The decision also unnerved Democrats and local election officials in Pennsylvania, where Republicans are asking the Supreme Court to weigh in again on whether the state can accept ballots received up to three days after Election Day. While Democrats in Wisconsin had been appealing for an extension, the current rules in Pennsylvania allow for ballots to arrive three days after the election. Any change could threaten the more than 1.4 million absentee ballots not yet returned.

In his opinion, attached to the 5-3 ruling against the deadline extension in Wisconsin, Kavanaugh wrote that Election Day mail-in deadlines were devised "to avoid the chaos and suspicions of impropriety that can ensue if thousands of absentee ballots flow in after Election Day and potentially flip the results of an election."

Kavanaugh's statement mirrored in some ways Trump's efforts to suggest that only ballots counted by Election Day should decide the result, and more generally to push unfounded claims about widespread voter fraud.

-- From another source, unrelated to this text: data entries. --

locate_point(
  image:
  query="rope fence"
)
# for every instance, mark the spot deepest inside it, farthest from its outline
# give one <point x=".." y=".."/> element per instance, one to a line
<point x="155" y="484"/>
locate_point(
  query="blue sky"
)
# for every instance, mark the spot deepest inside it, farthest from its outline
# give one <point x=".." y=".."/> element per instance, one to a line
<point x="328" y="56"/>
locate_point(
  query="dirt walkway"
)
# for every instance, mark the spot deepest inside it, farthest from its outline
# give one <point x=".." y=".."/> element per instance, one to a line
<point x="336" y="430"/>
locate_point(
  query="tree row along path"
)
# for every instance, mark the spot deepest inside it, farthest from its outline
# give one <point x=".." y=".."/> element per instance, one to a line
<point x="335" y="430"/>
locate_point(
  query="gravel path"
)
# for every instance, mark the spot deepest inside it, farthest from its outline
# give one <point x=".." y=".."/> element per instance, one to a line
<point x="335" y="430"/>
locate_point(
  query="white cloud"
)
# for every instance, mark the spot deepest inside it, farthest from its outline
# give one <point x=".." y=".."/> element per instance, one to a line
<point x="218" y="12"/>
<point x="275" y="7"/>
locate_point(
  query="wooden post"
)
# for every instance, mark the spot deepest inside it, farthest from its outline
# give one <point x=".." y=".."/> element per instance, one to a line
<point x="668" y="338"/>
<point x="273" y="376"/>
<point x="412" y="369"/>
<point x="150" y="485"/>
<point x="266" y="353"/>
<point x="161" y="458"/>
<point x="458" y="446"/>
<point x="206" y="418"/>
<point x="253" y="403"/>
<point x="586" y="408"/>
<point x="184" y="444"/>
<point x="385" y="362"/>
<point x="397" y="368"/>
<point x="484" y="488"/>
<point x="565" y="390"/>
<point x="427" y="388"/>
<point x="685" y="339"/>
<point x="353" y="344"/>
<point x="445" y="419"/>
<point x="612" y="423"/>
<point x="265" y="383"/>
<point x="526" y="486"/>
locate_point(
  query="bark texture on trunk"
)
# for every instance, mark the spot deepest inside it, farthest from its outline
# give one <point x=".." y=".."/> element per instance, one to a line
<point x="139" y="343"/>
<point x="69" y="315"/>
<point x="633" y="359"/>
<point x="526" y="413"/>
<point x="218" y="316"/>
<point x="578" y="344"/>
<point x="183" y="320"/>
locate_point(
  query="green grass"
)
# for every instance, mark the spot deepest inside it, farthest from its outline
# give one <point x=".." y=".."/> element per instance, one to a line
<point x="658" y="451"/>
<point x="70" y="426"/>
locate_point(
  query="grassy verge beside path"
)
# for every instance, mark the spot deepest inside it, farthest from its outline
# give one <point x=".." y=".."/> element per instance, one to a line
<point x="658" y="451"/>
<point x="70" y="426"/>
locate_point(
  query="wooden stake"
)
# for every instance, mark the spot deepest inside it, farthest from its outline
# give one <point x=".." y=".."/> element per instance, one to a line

The Wisconsin ruling was the latest in a series of court decisions setting the rules for how voters in different states can cast their ballots during pandemic and when the cutoff is for receiving them.

The ruling revealed a stark divide among the justices in their understanding of the role of the courts in protecting the right to vote during a pandemic.

Both sides expect that Democrats will vote by mail in greater numbers than Republicans will, and that Republicans will vote in person in greater numbers than Democrats will — leading to a potential scenario in which initial results could appear to favor Trump, only to move in the direction of Joe Biden, the Democratic nominee, as the counts of mailed ballots are made public.

Because of a surge in mail-in ballots because of the pandemic, as well as delays at the Postal Service, civil rights groups and Democrats have been pressing for the suspension of certain rules regarding mail-in balloting to ensure that as many ballots as possible arrive on time and so that states and counties will have more time to count them. Republicans have been pressing to keep the more restrictive rules in place.

Kavanaugh's concurrence was met by a dissent from Justice Elena Kagan, who wrote that "there are no results to 'flip' until all valid votes are counted." "To suggest otherwise," she added, "especially in these fractious times, is to disserve the electoral process."